Structural on-site analysis of SARS-CoV-2 protein S reveals the existence of "hinges" that allow flexibility

Structural on-site analysis of SARS-CoV-2 protein S reveals the existence of "hinges" that allow flexibility

ProteinSpikeSARS-CoV-2 (S) allows the virus to enter the host cell by binding to the angiotencin II (ACE2) converting enzyme receptor and is a major target for neutralizing antibodies. About 20 to 40 spines decorate the surface of the virus. Turo-ováet al.it now shows that this protein is flexibly linked to the surface of the virus, using 3 "hinges" that are well protected by glycosylation sites. The flexibility conferred by these 3 hinges could explain how multiple S proteins can act in concert to bind to the flat surface of the host cell.

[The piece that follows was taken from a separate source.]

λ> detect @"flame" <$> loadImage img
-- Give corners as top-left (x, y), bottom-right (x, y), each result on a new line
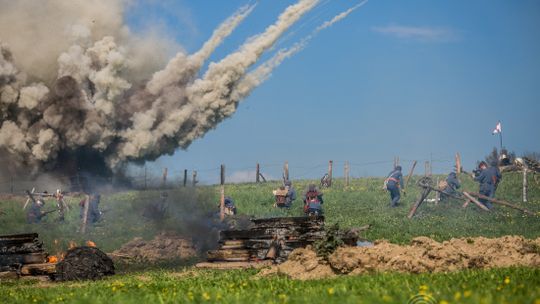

In situ structural analysis of SARS-CoV-2 spike reveals flexibility mediated by three hinges

The severe acute respiratory syndrome coronavirus 2 (SARS-CoV-2) spike protein enables viral entry into host cells by binding to the angiotensin-converting enzyme 2 (ACE2) receptor and is a major target for neutralizing antibodies. About 20 to 40 spikes decorate the surface of virions. Turoňováet al.now show that the spike is flexibly connected to the viral surface by three hinges that are well protected by glycosylation sites. The flexibility imparted by these hinges may explain how multiple spikes act in concert to engage onto the flat surface of a host cell.